Structured Prompting
Using consistent, templated prompt formats with clear sections for instructions and context.
Tree-of-Thought
A prompting technique where the model explores multiple reasoning branches before deciding.
User Prompt
Text input from the user within a conversation, as opposed to system context.
XML Tags Prompting
Using XML tags in prompts to structure information and guide model behavior.
Safety & Alignment
Alignment
Training models to behave in ways consistent with human values and intentions.
Bias in LLMs
Systematic prejudices in model outputs reflecting biases in training data or design.
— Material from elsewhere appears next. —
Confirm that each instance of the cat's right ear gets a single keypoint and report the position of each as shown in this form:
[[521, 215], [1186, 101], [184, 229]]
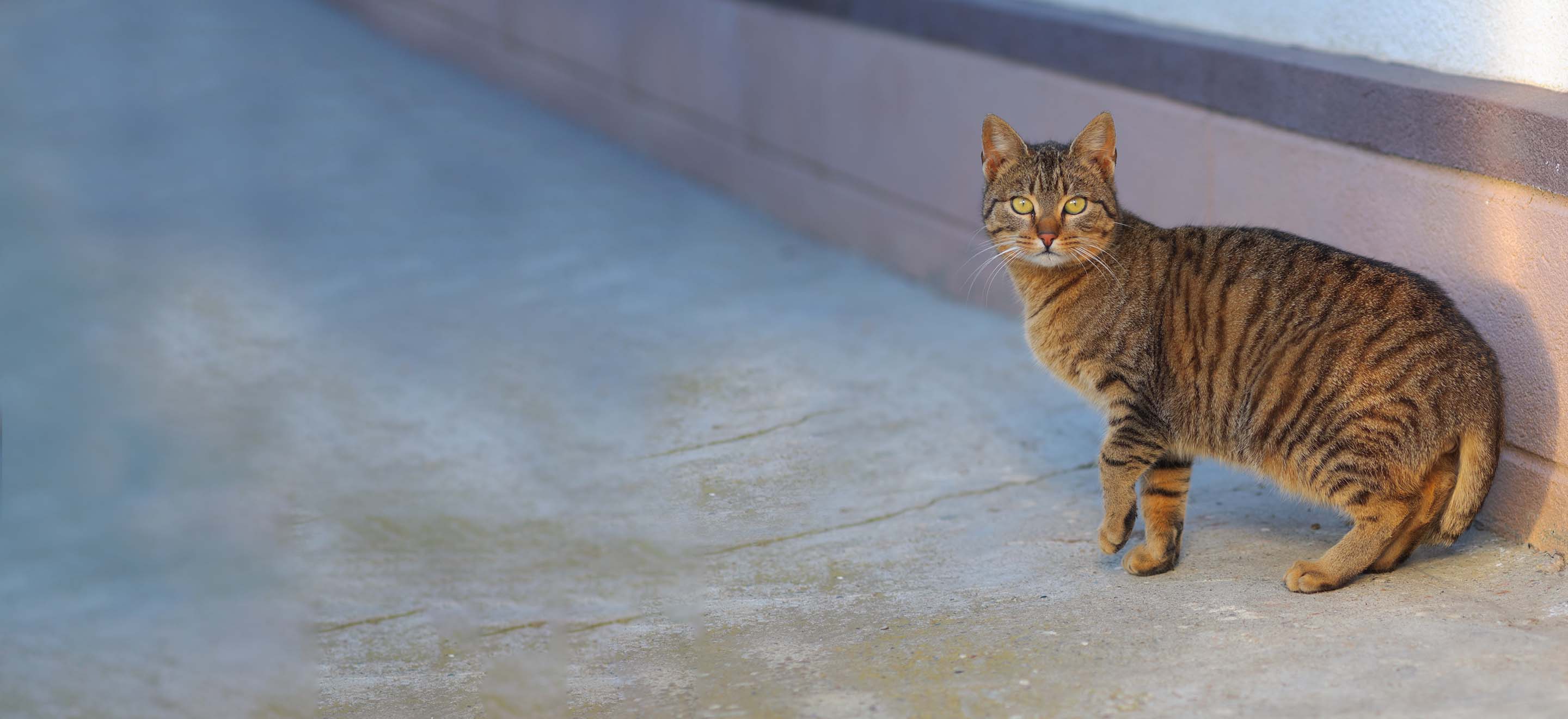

Constitutional AI Principles
Explicit principles guiding model behavior (e.g., be helpful, harmless, honest).
Content Moderation
Evaluating and filtering model outputs or user inputs for inappropriate or harmful content.
Guardrails
Systems or rules that prevent LLMs from generating harmful, toxic, or inappropriate content.
Harmlessness
A key alignment goal: ensuring models don't cause harm through their outputs.
Helpfulness
An alignment goal: ensuring models provide useful, accurate, and appropriate responses.
Honesty
A core alignment principle: models should provide truthful information and acknowledge uncertainty.
Jailbreak
Successfully bypassing model safety mechanisms or constraints through prompting or other means.
PII Detection
Identifying and protecting personally identifiable information in text.
Prompt Injection Attack
A security attack where malicious input overrides model instructions, causing unintended behavior.
Red-Teaming
Adversarial testing to discover vulnerabilities, failure modes, and safety gaps in systems.
Refusal
When an LLM declines to respond to a request, typically for safety or ethical reasons.
Safety
Designing and training LLMs to avoid harmful outputs and handle edge cases responsibly.
Toxicity
Model outputs containing abusive, offensive, or hateful language.
Tools & Frameworks
A/B Testing LLMs
Comparing model outputs against baselines through controlled experiments to measure improvements.
AI Gateway
A gateway service providing unified access to multiple LLM providers with advanced features.
Anthropic API
Anthropic's REST API providing access to Claude models with a focus on safety and quality.
DSPy Framework
A framework for systematically optimizing LLM prompts and programs using techniques like backprop.
Haystack Framework
A framework for building retrieval-augmented generation (RAG) and search applications.
Helicone Observability
An observability platform for LLM applications providing monitoring, logging, and analytics.
Hugging Face Hub
A platform hosting open-source models, datasets, and spaces for LLM development.
LangChain Framework
A popular Python framework for building LLM applications with composable chains and agents.
Langfuse Observability
An observability platform providing tracing, logging, and analytics for LLM applications.
LiteLLM Gateway
A gateway for unified API access across multiple LLM providers with cost tracking.
LlamaIndex Framework
A data framework for indexing and querying documents with LLMs, enabling RAG applications.
LLM Proxy
A middleware service that intercepts and manages requests to LLM APIs.
LLM Router
A system that intelligently routes requests to different models based on criteria.
Model Registry
A system for cataloging, versioning, and managing deployed models.
Ollama
A tool for running large language models locally, simplifying local model deployment.
OpenAI API
OpenAI's REST API providing access to models like GPT-4 and GPT-3.5-turbo.
OpenRouter Platform
A platform providing unified API access to multiple LLM providers and open-source models.
Prompt Management
Tools and systems for organizing, versioning, and tracking prompts used in applications.
Semantic Kernel Framework
Microsoft's framework for orchestrating LLM plugins and functions in .NET applications.
Shadow Mode Testing
Running new models in parallel with production without affecting user experience to validate improvements.